We met so many wonderful neighbors with our dogs, and of course, we always remembered the dogs’ names, not so much the people’s, or at least, not at first. But you’d be amazed how easy it is to make new friends when you have a dog, much less three of them. Last Sunday alone, I met four new people, two of whom had lived in San Diego before! Here in Georgia, 2500 miles away from San Diego, that is a crazy coincidence I did not expect.
It reminded me of the days when it was just Toby and me. People would come up to me all the time and ask to pet Toby.
Everyone wanted to do that with Reggie, too. It was especially funny at Sipz. Reggie was on the patio, waiting for me, and I could see a young girl, a student, eyeing him and trying to get his attention. I was watching from inside and I smiled, thinking about myself, and how much I love to pet dogs, any dog, I meet.

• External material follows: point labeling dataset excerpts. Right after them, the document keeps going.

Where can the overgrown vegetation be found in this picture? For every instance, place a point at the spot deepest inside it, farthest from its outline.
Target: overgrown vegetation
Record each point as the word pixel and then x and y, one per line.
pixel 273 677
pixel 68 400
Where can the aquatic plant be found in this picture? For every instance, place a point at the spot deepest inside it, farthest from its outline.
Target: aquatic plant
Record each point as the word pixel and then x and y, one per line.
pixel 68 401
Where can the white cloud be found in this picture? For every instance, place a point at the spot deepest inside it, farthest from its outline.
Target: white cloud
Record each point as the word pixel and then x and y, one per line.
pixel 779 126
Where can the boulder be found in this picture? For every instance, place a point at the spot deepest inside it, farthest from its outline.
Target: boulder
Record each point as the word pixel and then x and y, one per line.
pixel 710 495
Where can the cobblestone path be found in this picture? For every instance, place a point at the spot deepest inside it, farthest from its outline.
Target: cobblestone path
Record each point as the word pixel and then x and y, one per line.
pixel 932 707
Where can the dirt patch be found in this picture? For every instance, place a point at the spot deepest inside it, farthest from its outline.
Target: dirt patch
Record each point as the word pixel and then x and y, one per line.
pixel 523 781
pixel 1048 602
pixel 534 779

I opened the door between the store and the patio and told her, “It’s okay you can pet him, he loves people.”
He really does.
Yesterday, when Scott from Best Homes Gutter Cleaning drove up the driveway, Reggie got so excited, he ran out to the truck so fast: thank goodness I caught him!
It was the same when James, our pest control technician from American Pest Control, drove up on Tuesday morning. Except this time, I did not let Reggie out. When James parked the truck, I sighed, opened the door, closed it, walked up to his open car door, and told him, “She’s gone.”
He knew exactly what I meant. James had been one of the last people to see Lizzie alive the previous Thursday, October 11th, two days before she passed away.
It was raining that day, and James could not administer the mosquito treatment, so he came back 5 days later, only to find that Lizzie was no longer there to greet him with her wagging curly tail.
I was glad James came back, and even more glad that I could tell him in person. He’d been coming to treat our house for so long, and I knew he loved animals. His eyes were sorrowful, but kind, when he said, “I’m sorry. I’m glad I got to see her before she passed. I’m glad I got to see her for three years.”
I know I’m not done making calls, but the essential ones have been made: to Dr. Pentlarge, Lizzie’s ophthalmologist, for one. Three days later, I received a beautiful card from them in the mail. Hope Animal Clinic sent one, also, that I received in the mail yesterday – and each one of the people who signed it had written their own individual note to me. I will treasure that card forever.
This time, I opened the envelopes and read both cards right away.
This time, I am not afraid to face the pain, and the grief, of losing my pet.
It is not any easier. But I am stronger.
And I’ve still got Reggie. He needs me. We need each other. And with all I’ve learned in the last 17 years, I know I will do right by him.
And just like with Toby, back in the days when it was just Toby and me, Reggie is going to get my undivided attention…and my unconditional love.
Because when it really comes down to it, nothing else in life matters more…than the people and pets you love.